Java virtual machine (JVM) is a core technology, whose reliability is critical. Testing JVM implementations requires painstaking effort in designing test classfiles (*.class) along with their test oracles. An alternative is to employ binary fuzzing to differentially test JVMs by blindly mutating seeding classfiles and then executing the resulting mutants on different JVM binaries for revealing inconsistent behaviors. However, this blind approach is not cost effective in practice because most of the mutants are invalid and redundant. This paper tackles this challenge by introducing classfuzz, a coverage-directed fuzzing approach that focuses on representative classfiles for differential testing of JVMs’ startup processes.
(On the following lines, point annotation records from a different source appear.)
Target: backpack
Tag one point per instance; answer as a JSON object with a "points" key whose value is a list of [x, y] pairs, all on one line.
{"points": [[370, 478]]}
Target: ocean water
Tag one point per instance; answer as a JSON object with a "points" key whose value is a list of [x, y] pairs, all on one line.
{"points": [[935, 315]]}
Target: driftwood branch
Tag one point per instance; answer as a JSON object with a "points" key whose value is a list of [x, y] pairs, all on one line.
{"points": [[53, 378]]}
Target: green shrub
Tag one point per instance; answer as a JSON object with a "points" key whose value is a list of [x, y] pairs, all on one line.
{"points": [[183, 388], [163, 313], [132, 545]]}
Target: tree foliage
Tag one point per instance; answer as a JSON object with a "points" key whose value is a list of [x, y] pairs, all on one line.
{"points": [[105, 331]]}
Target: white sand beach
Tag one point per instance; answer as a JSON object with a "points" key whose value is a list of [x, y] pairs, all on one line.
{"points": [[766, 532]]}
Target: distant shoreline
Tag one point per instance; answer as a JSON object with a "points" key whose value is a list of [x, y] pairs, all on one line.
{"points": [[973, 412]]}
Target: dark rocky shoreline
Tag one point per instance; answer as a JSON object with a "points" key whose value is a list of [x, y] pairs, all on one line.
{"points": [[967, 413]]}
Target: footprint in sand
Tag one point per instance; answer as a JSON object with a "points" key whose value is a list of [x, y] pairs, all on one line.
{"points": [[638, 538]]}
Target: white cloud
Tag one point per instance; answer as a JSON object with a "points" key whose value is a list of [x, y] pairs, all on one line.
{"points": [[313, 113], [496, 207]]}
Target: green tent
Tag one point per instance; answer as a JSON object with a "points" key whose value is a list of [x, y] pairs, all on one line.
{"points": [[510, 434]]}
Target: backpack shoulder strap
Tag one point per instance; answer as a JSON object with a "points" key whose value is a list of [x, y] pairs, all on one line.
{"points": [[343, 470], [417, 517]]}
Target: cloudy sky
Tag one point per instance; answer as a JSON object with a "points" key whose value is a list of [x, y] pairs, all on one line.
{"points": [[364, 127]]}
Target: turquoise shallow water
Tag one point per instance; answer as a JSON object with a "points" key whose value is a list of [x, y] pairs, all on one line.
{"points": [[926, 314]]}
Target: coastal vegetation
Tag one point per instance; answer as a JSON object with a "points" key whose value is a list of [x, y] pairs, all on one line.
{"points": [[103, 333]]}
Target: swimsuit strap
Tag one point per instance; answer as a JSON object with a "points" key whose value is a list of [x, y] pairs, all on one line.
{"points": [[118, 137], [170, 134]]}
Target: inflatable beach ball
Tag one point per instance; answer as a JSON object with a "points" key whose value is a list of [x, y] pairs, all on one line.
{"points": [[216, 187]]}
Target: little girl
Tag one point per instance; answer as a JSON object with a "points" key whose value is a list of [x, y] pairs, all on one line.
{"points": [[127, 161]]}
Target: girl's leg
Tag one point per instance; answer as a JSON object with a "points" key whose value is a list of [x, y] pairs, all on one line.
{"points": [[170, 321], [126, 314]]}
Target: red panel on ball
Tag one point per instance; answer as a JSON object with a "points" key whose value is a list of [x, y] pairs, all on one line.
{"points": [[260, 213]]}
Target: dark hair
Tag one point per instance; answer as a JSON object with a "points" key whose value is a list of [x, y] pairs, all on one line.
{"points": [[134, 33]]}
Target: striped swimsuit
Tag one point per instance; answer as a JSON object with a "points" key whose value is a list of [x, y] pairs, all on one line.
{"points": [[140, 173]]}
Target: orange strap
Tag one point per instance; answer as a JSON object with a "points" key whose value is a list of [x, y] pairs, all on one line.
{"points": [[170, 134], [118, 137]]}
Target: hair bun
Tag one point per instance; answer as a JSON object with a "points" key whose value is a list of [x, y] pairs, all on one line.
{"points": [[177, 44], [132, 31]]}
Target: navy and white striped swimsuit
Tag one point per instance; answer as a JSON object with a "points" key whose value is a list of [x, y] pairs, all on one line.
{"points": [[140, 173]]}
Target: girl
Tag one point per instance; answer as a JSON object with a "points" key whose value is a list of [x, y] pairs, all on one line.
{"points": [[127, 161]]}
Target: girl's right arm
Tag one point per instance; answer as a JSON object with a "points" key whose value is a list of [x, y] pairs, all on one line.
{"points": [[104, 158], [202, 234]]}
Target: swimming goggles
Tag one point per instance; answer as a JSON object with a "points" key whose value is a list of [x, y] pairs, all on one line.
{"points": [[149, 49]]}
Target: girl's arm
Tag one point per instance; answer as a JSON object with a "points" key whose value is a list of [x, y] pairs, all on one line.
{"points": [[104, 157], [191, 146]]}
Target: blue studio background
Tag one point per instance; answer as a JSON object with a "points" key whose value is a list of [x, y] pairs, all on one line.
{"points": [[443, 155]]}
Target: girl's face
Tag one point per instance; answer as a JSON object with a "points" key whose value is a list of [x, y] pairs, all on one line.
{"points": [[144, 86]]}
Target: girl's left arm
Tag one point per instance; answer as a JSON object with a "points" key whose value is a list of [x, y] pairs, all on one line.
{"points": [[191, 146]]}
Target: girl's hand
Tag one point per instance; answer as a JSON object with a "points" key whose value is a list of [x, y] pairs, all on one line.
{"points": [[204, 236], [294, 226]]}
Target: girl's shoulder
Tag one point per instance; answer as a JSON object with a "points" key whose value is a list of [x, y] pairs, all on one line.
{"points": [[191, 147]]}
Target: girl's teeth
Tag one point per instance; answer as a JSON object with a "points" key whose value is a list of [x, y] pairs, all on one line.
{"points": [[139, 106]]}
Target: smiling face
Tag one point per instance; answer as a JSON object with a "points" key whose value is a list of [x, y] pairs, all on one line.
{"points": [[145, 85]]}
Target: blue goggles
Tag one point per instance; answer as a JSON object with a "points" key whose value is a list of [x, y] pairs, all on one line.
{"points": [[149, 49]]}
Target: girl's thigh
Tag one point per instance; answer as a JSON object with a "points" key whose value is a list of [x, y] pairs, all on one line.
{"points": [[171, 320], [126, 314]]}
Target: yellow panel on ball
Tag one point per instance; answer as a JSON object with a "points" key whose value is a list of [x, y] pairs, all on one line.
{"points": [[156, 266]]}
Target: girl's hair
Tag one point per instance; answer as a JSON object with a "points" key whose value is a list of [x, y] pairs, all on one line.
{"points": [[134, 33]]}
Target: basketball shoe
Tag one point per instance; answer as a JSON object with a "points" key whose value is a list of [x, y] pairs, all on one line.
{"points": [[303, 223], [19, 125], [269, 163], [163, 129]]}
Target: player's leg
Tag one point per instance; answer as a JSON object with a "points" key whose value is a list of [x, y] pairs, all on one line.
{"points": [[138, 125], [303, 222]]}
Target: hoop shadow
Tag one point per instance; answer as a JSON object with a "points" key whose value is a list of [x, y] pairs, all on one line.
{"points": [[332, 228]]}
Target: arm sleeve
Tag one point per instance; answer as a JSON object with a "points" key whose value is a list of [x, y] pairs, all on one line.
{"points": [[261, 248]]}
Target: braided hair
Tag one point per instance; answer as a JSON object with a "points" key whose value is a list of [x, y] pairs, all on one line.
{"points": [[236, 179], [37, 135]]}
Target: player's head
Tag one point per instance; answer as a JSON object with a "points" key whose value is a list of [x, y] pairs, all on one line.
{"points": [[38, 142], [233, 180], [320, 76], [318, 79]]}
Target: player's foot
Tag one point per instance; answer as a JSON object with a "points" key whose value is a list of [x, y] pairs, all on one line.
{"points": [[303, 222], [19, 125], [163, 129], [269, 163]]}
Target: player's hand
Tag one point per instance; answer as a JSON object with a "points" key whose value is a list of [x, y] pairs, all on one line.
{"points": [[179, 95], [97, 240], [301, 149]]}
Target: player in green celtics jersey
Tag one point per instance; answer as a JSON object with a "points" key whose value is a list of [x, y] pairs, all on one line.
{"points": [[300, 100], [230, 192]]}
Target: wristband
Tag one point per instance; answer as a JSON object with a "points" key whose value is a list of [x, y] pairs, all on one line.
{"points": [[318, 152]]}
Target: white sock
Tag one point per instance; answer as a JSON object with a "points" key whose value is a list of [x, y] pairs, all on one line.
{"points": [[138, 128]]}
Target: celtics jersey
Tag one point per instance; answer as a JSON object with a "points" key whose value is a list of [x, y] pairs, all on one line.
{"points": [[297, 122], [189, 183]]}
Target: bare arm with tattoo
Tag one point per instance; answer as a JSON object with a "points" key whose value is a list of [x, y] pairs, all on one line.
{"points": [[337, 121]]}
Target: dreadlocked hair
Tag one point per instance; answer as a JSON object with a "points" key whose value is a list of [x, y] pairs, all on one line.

Our core insight is to (1) mutate seeding classfiles using a set of predefined mutation operators (mutators) and employ Markov Chain Monte Carlo (MCMC) sampling to guide mutator selection, and (2) execute the mutants on a reference JVM implementation and use coverage uniqueness as a discipline for accepting representative ones. The accepted classfiles are used as inputs to differentially test different JVM implementations and find defects. We have implemented classfuzz and conducted an extensive evaluation of it against existing fuzz testing algorithms. Our evaluation results show that classfuzz can enhance the ratio of discrepancy-triggering classfiles from 1.7% to 11.9%. We have also reported 62 JVM discrepancies, along with the test classfiles, to JVM developers. Many of our reported issues have already been confirmed as JVM defects, and some even match recent clarifications and changes to the Java SE 8 edition of the JVM specification.